The 200 “food artisans” the book chooses to profile span the entire gamut of agriculture in the province from rare livestock, to local food makers and processors, to speciality crop growers.
The book is broken down by region, and profiles each artisan in short-hand form to give the reader insight into why those producers deserve a place in the book— and in Albertans’ travel plans this summer.
“This province really is diverse and delicious,” says Sanchez-Turri. “We wanted to take that research step out of the equation so people could find trusted sources of wonderful food, and to get into their cars to come and meet those providers of it.”

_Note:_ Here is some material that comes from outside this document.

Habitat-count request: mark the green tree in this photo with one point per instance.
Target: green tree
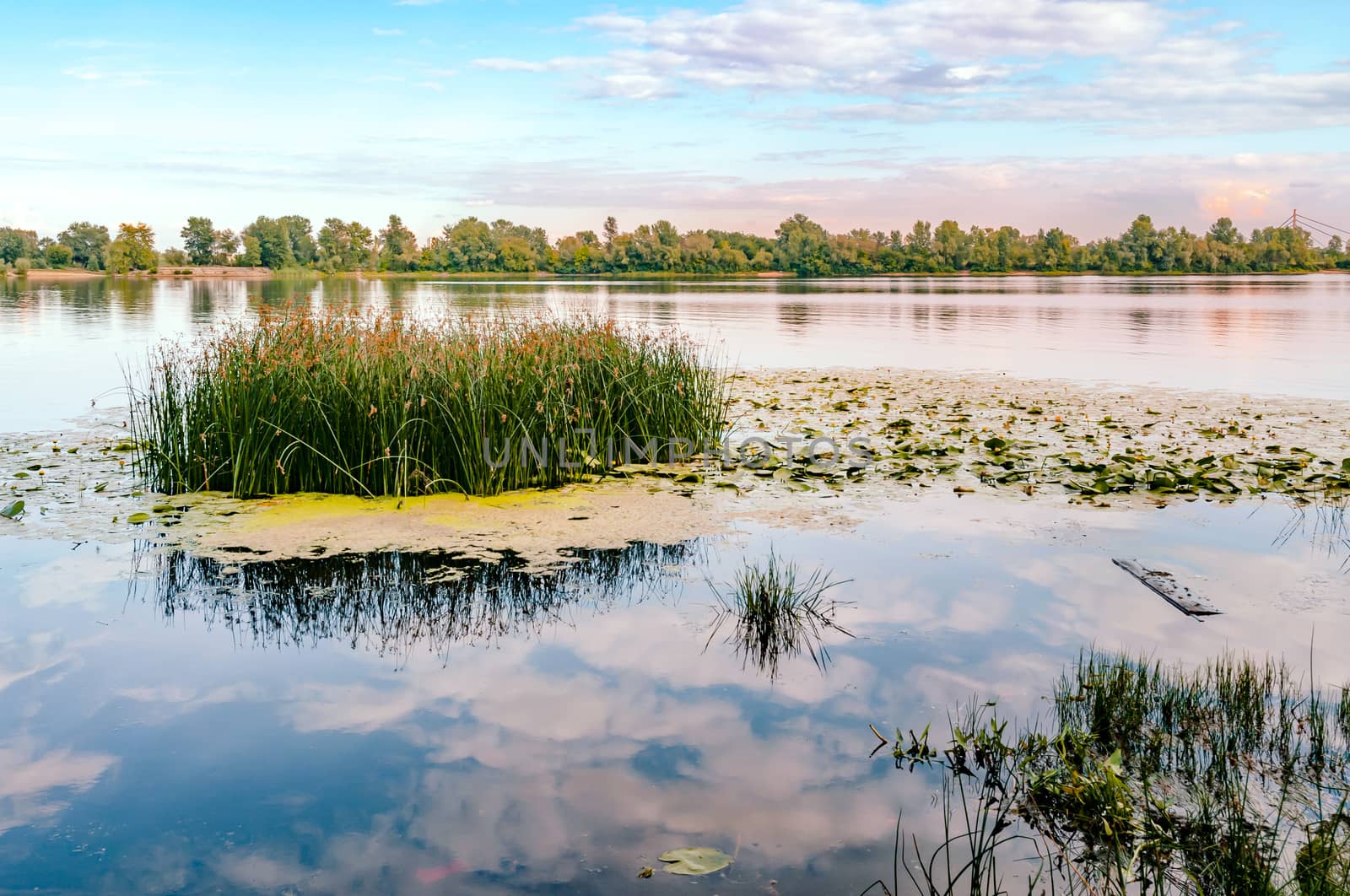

“There are people doing holistic management courses, and people doing bio-dynamic farming,” expounds Anderson. “And there is an increase in grass-finished beef and in organic growing in general.
“Writing this book was like doing a mini course and survey of these types of agricultural practices … These are role models for young people who would like to come back to farming— these are people who are successful in attracting that next generation back.”
The book serves, at heart, as a call to consider, and give well-earned appreciation to, the wonderful food that is produced right here in our own backyard, concludes Sanchez-Turri.
“We wanted to put a local face to agriculture,” she states. “In Western Canada we have the last great bits of topsoil and arable land, and we are growing food for the whole world.
“But as Albertans, we don’t need to think about buying things from Chile, and Mexico and California— we can have delicious, high-nutrient food if we support local farmers and create close relationships (as buyers), and we can see this beautiful lifestyle being sustained by these close relationships.”
“Food Artisans of Alberta, Your Trail Guide to the Best of our Locally Crafted Fare” is available for order online or through most local bookstores.